Monday, August 25, 2008

Random Reviews - Fantastic Four: 1 2 3 4

It's possible that I'm more susceptible to the whims of writer's block than your average blogger.

Living in a
nerdy version of Fred Sanford's house, I constantly trip over excuses not to write... Hey, is that the DVD of Izo that I bought about three years ago and haven't watched yet? What about that copy of The Sun Also Rises that I bought and promptly used to prop up my desktop speakers? And tempting me from my bedside is Batman choose your own adventure book I bought in 4th grade and have read 100 times by now.

So, like a judo master, I decided to use my opponent's strength against him. I closed my eyes, reached into the pile, and said "I AM GOING TO REVIEW THIS THING!"

What I grabbed was Grant Morrison and Jae Lee's Fantastic Four: 1 2 3 4

Reading Final Crisis and the JLA story Rock of Ages it's become pretty clear over the years that Grant Morrison would have a great bit comics-author make-out with Jack Kirby if he could. They're both all about big, crazy ahead of their time ideas, and both sometimes a little weak on delivering those ideas in a story. So when Morrison gets hold of Kirby's most famous creations and uses it to stage a five-dimensional chess match, I get a little nervous.

1 2 3 4 avoids falling into a downward spiral of Morrisonian craziness, though, by letting the structure of the mini-series work for it. Taking place over four issues, each member of the Fantastic family gets 22 pages to take front and center... and by putting Mr. Fantastic's issue dead last.

So any and all discussion of "prime movers," alternate realities, and dimension warping machinery that Mr. Fantastic would otherwise be Morrison's mouthpiece for get put as far away from the reader as possible, and for three issues, we get to read about the characters.

Morrison writes the Human Torch and the Thing relatively deftly. The Thing is made human early on in a "be careful what you wish for" twist. As for the Torch, it's hard to lend depth to a character whose whole shtick is that he's
a one-dimensional airhead. Their parts weren't especially great or boring, but I think even a well written version of either character would seem flat next to this story's version of Sue Storm, the Invisible Woman.

In my favorite part of the book, Sue and her friend Alicia Masters share dinner... for twelve pages. Excessive in any other book, but here one detail makes it work - Sue goes through eleven pages of it completely invisible.
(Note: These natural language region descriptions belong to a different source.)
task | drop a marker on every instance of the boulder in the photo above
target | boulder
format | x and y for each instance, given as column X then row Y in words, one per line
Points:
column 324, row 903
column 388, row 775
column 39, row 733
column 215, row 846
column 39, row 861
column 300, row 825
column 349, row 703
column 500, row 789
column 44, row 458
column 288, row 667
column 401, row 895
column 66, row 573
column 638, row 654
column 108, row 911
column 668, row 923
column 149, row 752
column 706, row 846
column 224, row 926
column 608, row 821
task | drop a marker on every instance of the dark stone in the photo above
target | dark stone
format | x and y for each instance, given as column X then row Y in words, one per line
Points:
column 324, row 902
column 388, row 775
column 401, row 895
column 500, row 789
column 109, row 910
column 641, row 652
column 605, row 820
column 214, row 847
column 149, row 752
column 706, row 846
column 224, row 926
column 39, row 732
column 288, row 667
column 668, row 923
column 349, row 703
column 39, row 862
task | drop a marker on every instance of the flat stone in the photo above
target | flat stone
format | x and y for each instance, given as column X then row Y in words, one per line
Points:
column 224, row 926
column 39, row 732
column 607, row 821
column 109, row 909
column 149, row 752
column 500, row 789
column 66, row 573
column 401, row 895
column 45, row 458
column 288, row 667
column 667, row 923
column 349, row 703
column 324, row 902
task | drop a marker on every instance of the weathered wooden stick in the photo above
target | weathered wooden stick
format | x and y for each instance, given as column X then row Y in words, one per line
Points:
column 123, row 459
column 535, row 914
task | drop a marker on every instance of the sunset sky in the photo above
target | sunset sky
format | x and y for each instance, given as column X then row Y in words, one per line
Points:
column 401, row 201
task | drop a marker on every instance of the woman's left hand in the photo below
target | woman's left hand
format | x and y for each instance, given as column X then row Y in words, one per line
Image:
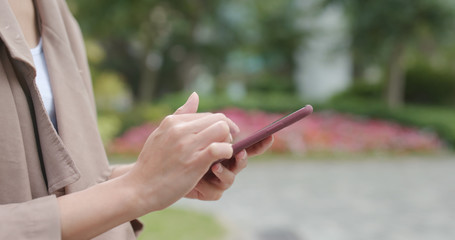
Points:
column 222, row 175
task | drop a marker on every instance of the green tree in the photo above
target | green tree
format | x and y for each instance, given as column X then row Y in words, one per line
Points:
column 384, row 31
column 158, row 45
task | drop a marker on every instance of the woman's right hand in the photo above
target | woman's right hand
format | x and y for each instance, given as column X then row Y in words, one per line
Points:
column 178, row 154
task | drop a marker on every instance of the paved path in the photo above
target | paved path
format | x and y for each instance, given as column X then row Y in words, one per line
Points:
column 412, row 199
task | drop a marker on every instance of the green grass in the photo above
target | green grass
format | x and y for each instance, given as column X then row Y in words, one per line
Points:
column 179, row 224
column 434, row 118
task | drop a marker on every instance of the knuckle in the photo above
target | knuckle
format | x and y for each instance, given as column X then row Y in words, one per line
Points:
column 220, row 116
column 217, row 195
column 168, row 120
column 224, row 127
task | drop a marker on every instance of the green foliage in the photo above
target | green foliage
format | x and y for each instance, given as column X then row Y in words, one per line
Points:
column 160, row 46
column 144, row 112
column 427, row 85
column 178, row 224
column 362, row 89
column 384, row 32
column 438, row 119
column 109, row 126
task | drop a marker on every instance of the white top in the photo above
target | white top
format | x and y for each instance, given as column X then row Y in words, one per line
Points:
column 42, row 81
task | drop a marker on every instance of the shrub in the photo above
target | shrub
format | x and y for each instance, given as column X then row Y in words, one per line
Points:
column 426, row 85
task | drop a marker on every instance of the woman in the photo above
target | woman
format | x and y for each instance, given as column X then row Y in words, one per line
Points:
column 55, row 181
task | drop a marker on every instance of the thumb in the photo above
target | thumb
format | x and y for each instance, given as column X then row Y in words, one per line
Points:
column 190, row 106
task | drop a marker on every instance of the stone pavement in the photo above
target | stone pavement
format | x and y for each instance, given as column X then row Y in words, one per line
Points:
column 406, row 199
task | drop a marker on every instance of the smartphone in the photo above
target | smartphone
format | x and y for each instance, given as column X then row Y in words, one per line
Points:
column 270, row 129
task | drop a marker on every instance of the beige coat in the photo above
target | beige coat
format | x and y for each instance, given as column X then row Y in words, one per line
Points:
column 37, row 164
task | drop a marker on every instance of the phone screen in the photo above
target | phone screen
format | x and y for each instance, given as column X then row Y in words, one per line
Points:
column 270, row 129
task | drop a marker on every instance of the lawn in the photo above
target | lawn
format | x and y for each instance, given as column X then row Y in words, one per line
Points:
column 180, row 224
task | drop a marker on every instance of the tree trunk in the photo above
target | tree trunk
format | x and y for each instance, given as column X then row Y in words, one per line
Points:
column 147, row 85
column 396, row 78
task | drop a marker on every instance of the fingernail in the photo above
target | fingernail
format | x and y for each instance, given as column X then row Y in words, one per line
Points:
column 242, row 155
column 219, row 168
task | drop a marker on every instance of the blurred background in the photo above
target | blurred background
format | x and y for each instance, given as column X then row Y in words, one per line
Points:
column 373, row 162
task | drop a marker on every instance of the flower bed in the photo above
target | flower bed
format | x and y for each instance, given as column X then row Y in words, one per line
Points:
column 321, row 132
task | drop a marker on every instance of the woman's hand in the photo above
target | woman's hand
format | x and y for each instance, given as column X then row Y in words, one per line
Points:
column 221, row 177
column 178, row 154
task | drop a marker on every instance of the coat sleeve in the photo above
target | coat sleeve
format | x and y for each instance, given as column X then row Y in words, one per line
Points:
column 36, row 219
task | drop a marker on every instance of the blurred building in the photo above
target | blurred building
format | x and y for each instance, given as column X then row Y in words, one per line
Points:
column 324, row 62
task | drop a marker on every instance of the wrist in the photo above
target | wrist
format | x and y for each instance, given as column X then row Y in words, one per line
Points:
column 142, row 199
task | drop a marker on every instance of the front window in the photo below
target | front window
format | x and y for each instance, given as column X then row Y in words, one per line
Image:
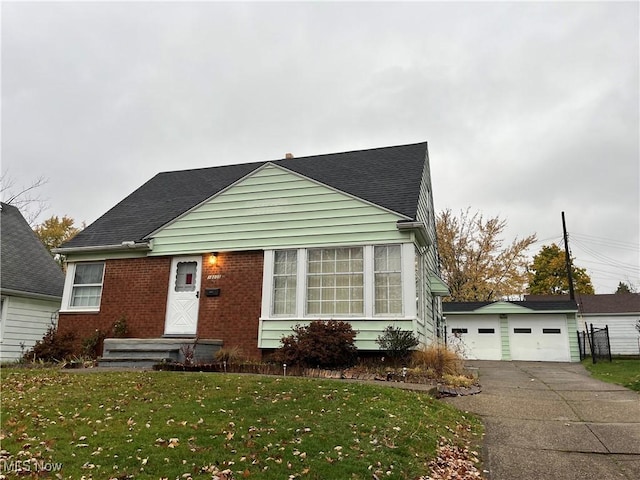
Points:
column 285, row 270
column 335, row 281
column 87, row 285
column 388, row 279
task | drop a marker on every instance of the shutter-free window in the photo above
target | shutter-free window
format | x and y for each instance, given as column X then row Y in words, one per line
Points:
column 285, row 269
column 87, row 285
column 335, row 281
column 388, row 279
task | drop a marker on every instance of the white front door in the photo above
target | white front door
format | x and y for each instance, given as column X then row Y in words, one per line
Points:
column 183, row 297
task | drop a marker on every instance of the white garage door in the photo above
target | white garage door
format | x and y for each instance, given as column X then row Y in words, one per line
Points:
column 478, row 337
column 539, row 338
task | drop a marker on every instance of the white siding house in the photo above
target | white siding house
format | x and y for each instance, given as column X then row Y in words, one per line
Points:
column 30, row 286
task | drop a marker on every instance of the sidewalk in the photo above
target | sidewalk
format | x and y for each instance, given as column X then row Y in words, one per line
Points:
column 553, row 421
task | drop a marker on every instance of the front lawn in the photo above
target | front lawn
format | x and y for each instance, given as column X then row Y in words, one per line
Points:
column 171, row 425
column 623, row 371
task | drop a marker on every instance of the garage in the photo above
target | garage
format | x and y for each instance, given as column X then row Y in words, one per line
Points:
column 513, row 330
column 476, row 338
column 539, row 338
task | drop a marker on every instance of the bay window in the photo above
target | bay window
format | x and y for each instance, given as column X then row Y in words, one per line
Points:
column 335, row 281
column 339, row 282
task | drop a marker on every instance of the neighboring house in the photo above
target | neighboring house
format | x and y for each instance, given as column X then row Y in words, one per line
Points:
column 530, row 331
column 30, row 285
column 619, row 311
column 242, row 253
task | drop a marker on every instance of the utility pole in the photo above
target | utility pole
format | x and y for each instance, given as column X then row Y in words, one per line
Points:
column 572, row 294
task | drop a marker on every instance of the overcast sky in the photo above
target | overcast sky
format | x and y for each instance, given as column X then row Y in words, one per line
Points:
column 530, row 109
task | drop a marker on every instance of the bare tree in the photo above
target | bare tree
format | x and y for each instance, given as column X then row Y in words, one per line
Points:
column 24, row 197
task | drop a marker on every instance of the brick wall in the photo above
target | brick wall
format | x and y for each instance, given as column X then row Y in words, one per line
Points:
column 134, row 288
column 137, row 289
column 233, row 316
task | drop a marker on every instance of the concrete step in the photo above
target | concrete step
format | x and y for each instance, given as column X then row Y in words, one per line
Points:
column 132, row 362
column 156, row 350
column 173, row 353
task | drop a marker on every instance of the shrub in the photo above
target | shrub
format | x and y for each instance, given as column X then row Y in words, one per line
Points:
column 92, row 346
column 438, row 358
column 54, row 346
column 397, row 343
column 322, row 344
column 228, row 354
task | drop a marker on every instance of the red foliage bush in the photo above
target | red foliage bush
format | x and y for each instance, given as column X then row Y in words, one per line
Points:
column 322, row 344
column 54, row 347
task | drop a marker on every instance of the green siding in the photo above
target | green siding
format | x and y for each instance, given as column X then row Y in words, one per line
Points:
column 430, row 259
column 572, row 329
column 367, row 331
column 504, row 334
column 274, row 208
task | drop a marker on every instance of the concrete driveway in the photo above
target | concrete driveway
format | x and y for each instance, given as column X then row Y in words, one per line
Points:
column 552, row 421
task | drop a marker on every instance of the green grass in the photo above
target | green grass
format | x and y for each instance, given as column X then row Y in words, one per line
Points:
column 623, row 371
column 168, row 424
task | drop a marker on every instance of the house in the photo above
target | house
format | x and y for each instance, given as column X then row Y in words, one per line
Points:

Running to Alicia's apartment to get some time away from being in the Fantastic Four, Sue drinks wine and talks... mostly about Reed. She talks mournfully about being ignored by Reed, how she wishes he would talk to her, and how he seems to "look right through her." That kind of lazy metaphor works here (Looking through the Invisible Woman, haha, get it? Groan.), because it's with Alicia, a woman who is totally blind. When around the one person who can't tell if she's invisible or not, Sue still chooses to be transparent.
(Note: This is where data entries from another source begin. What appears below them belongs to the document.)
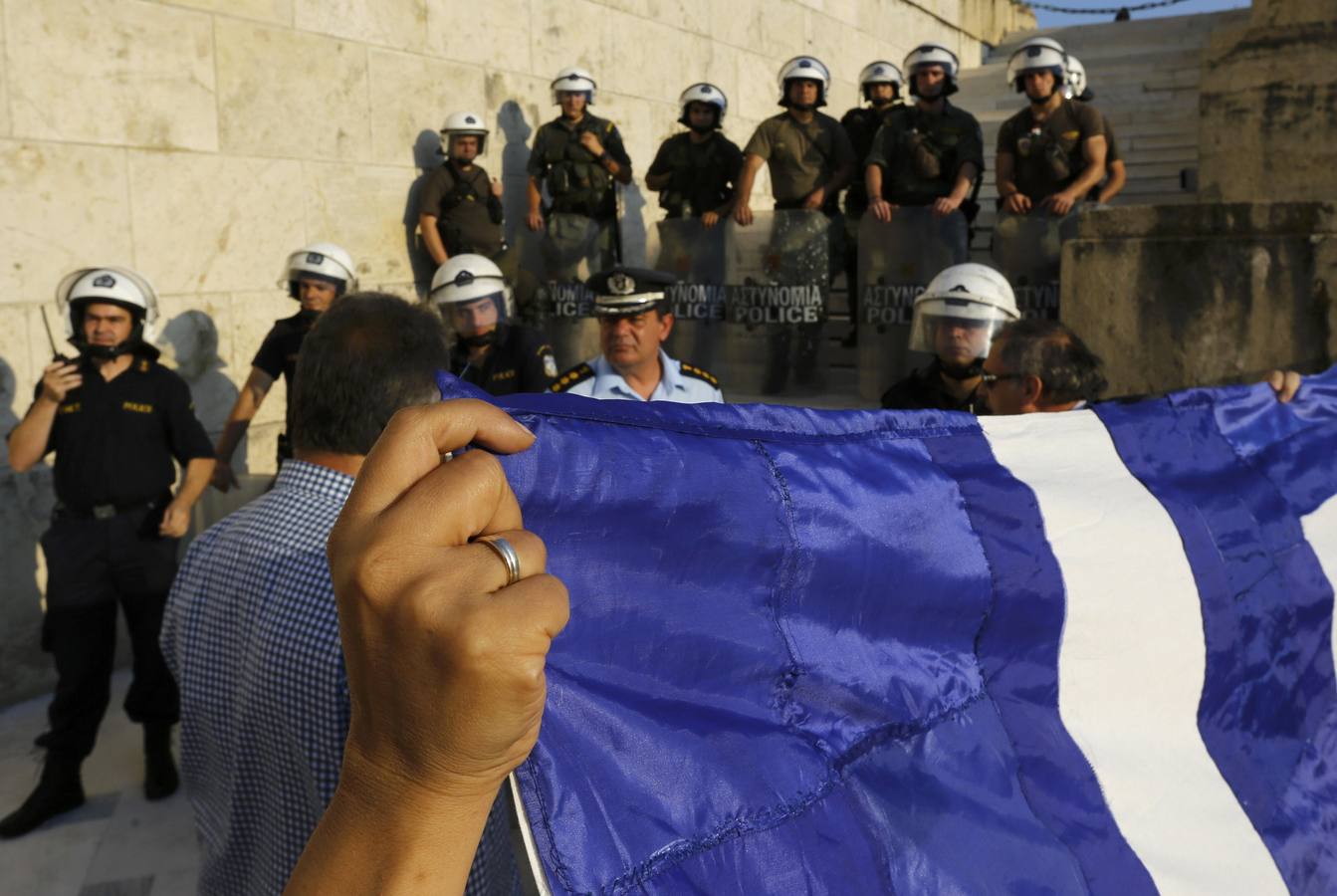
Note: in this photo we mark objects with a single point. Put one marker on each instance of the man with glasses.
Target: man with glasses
(634, 322)
(487, 346)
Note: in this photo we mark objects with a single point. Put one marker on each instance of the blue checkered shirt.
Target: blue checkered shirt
(252, 635)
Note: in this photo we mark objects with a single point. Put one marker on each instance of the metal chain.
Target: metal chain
(1103, 11)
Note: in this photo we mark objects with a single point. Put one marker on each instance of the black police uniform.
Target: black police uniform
(113, 441)
(702, 174)
(861, 123)
(521, 360)
(277, 357)
(924, 389)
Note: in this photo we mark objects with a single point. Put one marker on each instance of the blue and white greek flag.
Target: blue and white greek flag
(921, 653)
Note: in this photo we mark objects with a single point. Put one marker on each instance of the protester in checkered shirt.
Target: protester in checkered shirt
(252, 629)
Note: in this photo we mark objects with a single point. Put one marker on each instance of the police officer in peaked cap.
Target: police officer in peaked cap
(116, 421)
(634, 322)
(460, 205)
(315, 276)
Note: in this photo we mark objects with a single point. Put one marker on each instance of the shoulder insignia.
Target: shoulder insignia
(579, 373)
(697, 373)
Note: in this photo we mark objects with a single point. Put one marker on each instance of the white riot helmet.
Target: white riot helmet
(1075, 85)
(803, 69)
(464, 124)
(880, 73)
(1032, 57)
(323, 261)
(966, 304)
(472, 297)
(704, 93)
(116, 287)
(572, 79)
(927, 55)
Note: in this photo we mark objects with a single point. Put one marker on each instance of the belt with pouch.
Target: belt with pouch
(101, 511)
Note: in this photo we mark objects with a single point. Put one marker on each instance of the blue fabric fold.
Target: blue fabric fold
(815, 651)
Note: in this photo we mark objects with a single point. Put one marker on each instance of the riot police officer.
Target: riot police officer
(880, 83)
(488, 349)
(634, 322)
(956, 319)
(1052, 151)
(579, 158)
(315, 276)
(928, 152)
(116, 420)
(460, 206)
(694, 171)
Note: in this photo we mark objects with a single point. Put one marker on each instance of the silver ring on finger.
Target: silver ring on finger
(507, 554)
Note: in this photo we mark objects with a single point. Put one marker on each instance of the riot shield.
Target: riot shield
(777, 275)
(896, 261)
(1028, 250)
(696, 256)
(571, 249)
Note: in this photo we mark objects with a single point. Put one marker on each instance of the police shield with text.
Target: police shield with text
(315, 277)
(955, 320)
(115, 420)
(634, 322)
(1052, 151)
(487, 346)
(460, 206)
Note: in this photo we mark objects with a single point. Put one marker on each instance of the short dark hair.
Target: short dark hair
(366, 357)
(1053, 353)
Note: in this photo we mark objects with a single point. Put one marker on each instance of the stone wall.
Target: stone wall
(201, 140)
(1204, 295)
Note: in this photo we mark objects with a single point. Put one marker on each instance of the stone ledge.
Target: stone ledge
(1201, 221)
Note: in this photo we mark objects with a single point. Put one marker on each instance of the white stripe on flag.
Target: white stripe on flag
(1133, 658)
(1321, 533)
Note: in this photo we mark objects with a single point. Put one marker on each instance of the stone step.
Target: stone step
(1134, 31)
(1181, 112)
(1162, 73)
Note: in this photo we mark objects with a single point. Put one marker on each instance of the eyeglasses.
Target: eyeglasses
(990, 378)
Looking for that privacy and some time away, Sue needs to be invisible so she can hide from the one person left who can see us - us, the reader.

All through this sequence, Sue emotes through a wine glass, which artist Jae Lee imbues with tremendous personality. It dips, it rises, it tilts and represents the ups and downs that come from having this conversation about her husband.
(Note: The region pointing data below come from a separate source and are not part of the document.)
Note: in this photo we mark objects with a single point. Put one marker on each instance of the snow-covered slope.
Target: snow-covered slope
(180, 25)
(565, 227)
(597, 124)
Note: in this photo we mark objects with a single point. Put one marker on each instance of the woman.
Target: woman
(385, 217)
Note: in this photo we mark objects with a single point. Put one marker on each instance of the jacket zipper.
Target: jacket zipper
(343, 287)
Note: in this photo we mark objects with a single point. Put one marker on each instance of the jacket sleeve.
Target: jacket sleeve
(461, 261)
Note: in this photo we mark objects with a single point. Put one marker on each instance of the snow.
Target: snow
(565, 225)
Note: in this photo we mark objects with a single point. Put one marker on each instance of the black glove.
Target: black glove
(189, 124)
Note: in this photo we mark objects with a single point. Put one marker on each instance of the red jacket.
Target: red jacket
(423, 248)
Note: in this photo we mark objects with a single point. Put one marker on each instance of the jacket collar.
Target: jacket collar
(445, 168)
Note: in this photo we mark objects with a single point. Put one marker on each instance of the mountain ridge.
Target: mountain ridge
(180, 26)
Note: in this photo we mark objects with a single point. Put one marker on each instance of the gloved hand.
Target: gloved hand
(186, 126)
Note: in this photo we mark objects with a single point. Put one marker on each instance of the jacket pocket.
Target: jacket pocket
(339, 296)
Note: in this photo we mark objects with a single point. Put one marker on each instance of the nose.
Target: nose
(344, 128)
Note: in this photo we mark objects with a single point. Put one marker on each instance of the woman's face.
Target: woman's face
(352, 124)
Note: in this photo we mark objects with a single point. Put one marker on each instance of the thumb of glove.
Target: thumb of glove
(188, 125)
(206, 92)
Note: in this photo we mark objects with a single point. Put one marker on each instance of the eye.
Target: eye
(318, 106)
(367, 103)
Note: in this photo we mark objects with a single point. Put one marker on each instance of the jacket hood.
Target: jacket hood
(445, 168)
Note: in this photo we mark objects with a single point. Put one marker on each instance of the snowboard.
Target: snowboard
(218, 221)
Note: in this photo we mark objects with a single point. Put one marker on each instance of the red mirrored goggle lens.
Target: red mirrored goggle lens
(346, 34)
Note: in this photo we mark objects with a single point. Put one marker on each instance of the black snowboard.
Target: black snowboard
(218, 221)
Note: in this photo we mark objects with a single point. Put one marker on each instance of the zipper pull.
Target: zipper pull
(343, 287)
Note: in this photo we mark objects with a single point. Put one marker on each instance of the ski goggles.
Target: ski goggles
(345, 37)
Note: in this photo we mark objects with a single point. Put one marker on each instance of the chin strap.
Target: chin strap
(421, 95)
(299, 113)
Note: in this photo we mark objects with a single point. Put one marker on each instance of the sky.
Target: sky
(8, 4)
So when Namor the Atlantean Sex God shows up at the end of the sequence to take her away demanding "Susan, let me look at you," she drops the glass and becomes visible. Sue doesn't need the glass, or to be invisible - there's finally someone worth being seen by.

It's a great marriage of character, conflict, and something that can only happen in a Grant Morrison super-hero comics, and I ate it up.